3. On User Management page, select Directories tab and click Add Directory in the top right corner.

4. In Add Directory page, select OIDC as Directory type, and enter a name for the new directory, such as MDCORE-SAML.
5. Click Submit JSON and upload the 'metadata.xml' file exported in the earlier stage.

6. Navigate to Service Provider, toggle Use custom entity ID and fill in Custom entity ID with the partner's entity ID configured in PingFederate. That is 'md_core' for this case.
7. Enter value or Host or IP, click Copy and save it in redirect_url.

redirect_url will serve to establish the value for Endpoint URL in the final configuration phase in PingFederate.

8. Establish User Identified by using ${username}.
9. Choose Default role and select the appropriate role for the logged-in user.
10. Press Add when finished.

11. In User Management page, toggle the new directory, MDCORE-SAML, in this instance. A confirmation dialog box will pop up to verify the action. After clicking Enable, all sessions will end instantly.

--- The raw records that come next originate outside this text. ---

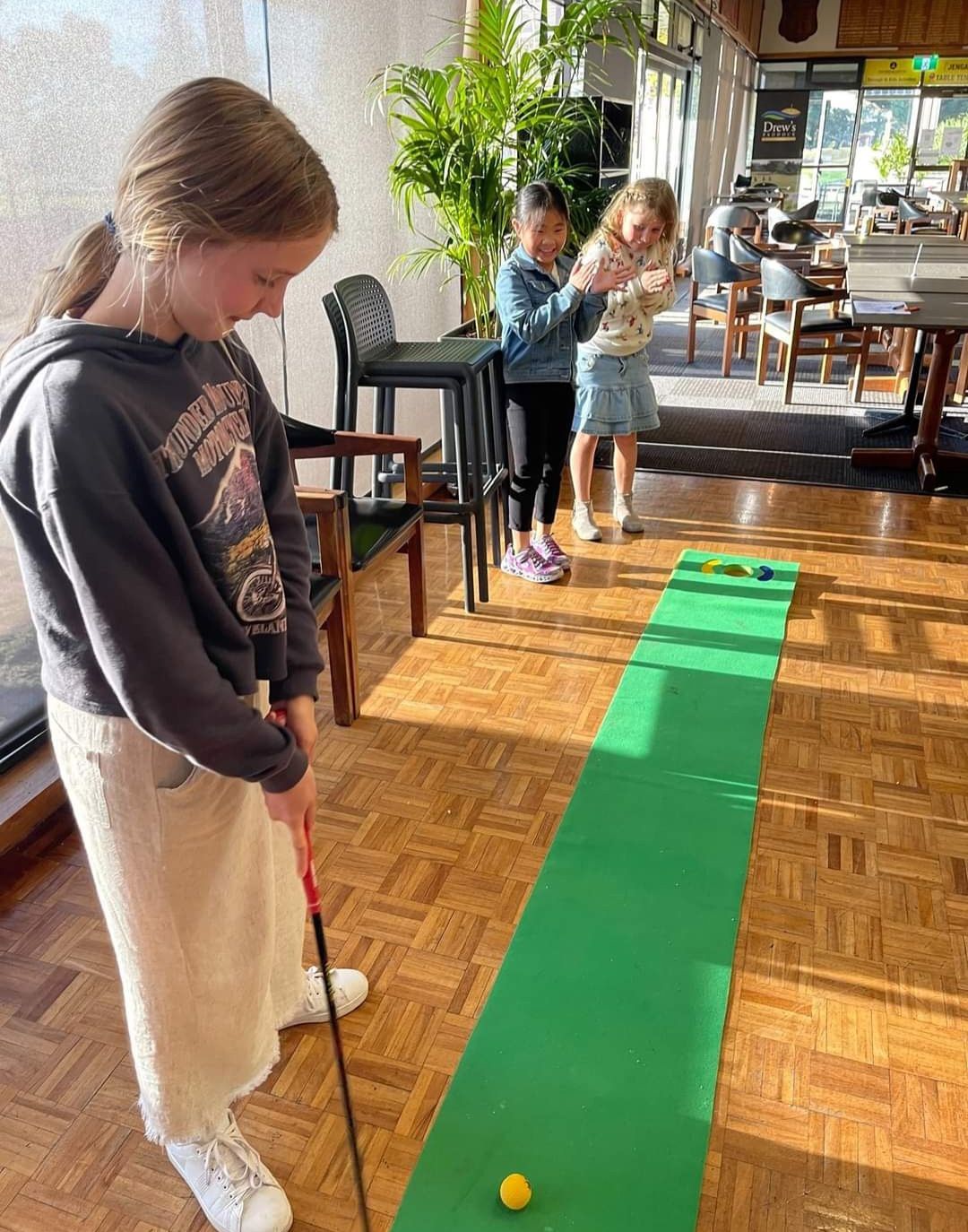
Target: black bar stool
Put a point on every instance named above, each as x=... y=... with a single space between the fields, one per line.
x=470 y=371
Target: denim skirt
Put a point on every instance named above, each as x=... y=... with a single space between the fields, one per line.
x=613 y=395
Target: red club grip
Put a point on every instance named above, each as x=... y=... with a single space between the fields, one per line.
x=310 y=886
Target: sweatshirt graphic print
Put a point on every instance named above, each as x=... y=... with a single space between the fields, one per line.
x=165 y=560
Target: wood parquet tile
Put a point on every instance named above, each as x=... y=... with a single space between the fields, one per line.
x=843 y=1092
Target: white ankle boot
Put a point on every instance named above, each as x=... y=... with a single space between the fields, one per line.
x=234 y=1188
x=583 y=521
x=626 y=516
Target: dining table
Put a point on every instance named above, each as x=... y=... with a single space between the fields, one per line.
x=906 y=282
x=957 y=203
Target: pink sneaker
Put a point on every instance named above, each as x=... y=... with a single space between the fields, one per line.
x=550 y=551
x=530 y=566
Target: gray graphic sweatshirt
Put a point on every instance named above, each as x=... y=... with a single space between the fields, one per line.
x=165 y=559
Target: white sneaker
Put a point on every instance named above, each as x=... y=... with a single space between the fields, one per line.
x=234 y=1188
x=583 y=523
x=350 y=991
x=626 y=516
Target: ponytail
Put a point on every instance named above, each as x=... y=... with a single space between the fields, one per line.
x=76 y=277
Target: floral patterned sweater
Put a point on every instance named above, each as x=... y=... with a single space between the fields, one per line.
x=627 y=323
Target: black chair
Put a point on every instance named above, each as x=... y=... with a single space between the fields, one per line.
x=799 y=234
x=722 y=292
x=721 y=240
x=808 y=316
x=741 y=251
x=806 y=213
x=912 y=217
x=733 y=218
x=329 y=592
x=470 y=369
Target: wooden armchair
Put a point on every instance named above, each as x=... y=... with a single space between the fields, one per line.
x=329 y=593
x=377 y=526
x=804 y=308
x=722 y=292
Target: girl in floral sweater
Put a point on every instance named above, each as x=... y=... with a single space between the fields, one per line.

Complete configuration in PingFederate

1. Access the PingFederate management console.
2. Go to APPLICATION and choose SP Connections from the left sidebar.
3. In Signature Policy, set Always Sign Assertion to 'true'.

4. Go to Assertion Consumer Service URL and select the link next to Endpoint.

5. Click Edit.

6. Modify the URL located below Endpoint URL to the value found in redirect_url, then click Update and Save.

Test the integration

1. On the home screen of MetaDefender Core, click Login; the user is redirected to PingFederate Sign-on page.

2. Sign in using the account registered with PingFederate.
3. If everything goes well, MetaDefender Core dashboard is displayed with the user identity in the top right corner.

4. Otherwise, access backup login page at <mdcore-host>#/public/backuplogin for trouble shooting.